Der Ablass und Ablassbrief im Mittelalter

In der kirchlichen Bußpraxis konnten unter bestimmten Voraussetzungen die Gläubigen die Vergebung begangener Sünden erlangen. Dabei mussten Bußwerke geleistet werden, die nach der hochmittelalterlichen Kanonistik auch durch Geld oder Almosenspenden abgelöst werden konnten. Daneben gab es seit dem u. Jh. die Möglichkeit, durch gemeinnützige Werke einen Nachlass (Ablaß) zeitlicher Sündenstrafen zu erlangen.
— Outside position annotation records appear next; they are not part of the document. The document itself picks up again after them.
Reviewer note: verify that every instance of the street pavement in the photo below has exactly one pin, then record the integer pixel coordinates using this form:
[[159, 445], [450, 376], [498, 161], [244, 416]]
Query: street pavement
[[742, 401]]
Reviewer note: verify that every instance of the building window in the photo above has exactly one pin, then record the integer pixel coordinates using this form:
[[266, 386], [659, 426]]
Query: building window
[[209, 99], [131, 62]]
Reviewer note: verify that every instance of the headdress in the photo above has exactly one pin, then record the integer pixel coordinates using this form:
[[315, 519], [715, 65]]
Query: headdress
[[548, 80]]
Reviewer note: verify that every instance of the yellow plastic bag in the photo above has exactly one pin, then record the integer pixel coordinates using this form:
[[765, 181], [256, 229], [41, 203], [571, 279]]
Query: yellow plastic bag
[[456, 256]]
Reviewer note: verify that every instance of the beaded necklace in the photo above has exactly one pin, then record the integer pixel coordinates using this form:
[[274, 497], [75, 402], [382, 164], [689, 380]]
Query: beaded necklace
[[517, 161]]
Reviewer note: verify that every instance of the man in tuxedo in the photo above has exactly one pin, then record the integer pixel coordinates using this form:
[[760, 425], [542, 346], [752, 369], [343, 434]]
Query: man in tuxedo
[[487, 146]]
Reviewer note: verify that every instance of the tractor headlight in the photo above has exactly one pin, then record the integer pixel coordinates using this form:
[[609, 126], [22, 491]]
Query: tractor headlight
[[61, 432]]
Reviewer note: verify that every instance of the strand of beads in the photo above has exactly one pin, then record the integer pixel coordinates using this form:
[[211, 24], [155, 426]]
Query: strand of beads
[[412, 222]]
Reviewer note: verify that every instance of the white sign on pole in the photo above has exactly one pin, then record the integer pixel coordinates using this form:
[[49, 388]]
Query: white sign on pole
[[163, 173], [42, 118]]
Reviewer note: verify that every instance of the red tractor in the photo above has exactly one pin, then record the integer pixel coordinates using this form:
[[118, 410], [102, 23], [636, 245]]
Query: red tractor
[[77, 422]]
Die Scholastik, besonders Thomas von Aquino (gest. 1274), hatte die Lehre entwickelt, dass die Kirche aus dem Wirken Christi und der Heiligen einen unausschöpfbaren Schatz von Verdiensten (thesaurus ecclesiae) besitze, aus dem sie Gläubigen eine
Gegenleistung für erbrachte Werke zur Verfügung stellen könne.Die Verteilung der Gnadenmittel nahmen die Päpste in Anspruch, vor allem die Gewährung vollkommener Ablässe. Die Kompetenz der Bischöfe bei der Ablaßgewährung wurde seit dem 4. Laterankonzil (1215) eingeschränkt. Ablaßerwerb war hauptsächlich in dazu privilegierten Kirchen möglich, die ihrerseits zur Erlangung solcher päpstlichen Privilegien erhebliche Mittel aufwandten. Seit dem von Papst Bonifaz VIII. 1300 erstmals abgehaltenen Jubeljahr in Rom bot der Besuch römischer Kirchen an den päpstlich angeordneten Jubeljahrs - Terminen besondere Möglichkeiten zur Gewinnung von Ablässen. Es konnte dabei nicht ausbleiben, dass die finanzielle Seite der Ablaßgewährung und des Ablaßerwerbs immer mehr in den Vordergrund trat und dass sich dabei im Bewusstsein der einfachen Gläubigen die sachlichen und die kausalen Zusammenhänge verschoben. So war unter dem Volk im Spätmittelalter die Meinung verbreitet, dass auch der außerhalb des Bußsakraments erworbene Nachlass von zeitlichen Sündenstrafen die Möglichkeit für die Gewinnung der Absolution eröffnen könne. Es traten auch Prediger auf, die in übertriebener Weise den Ablaßerwerb propagierten, um die kirchlichen, besonders die kurialen, Einnahmen zu erhöhen. Daraus entstanden Missstände in der kirchlichen Beicht- und Bußpraxis. Aus dieser im 15. Jh. eingetretenen Situation erwuchs einer der Anlässe für die von Martin Luther 1517 ausgelöste Reformation.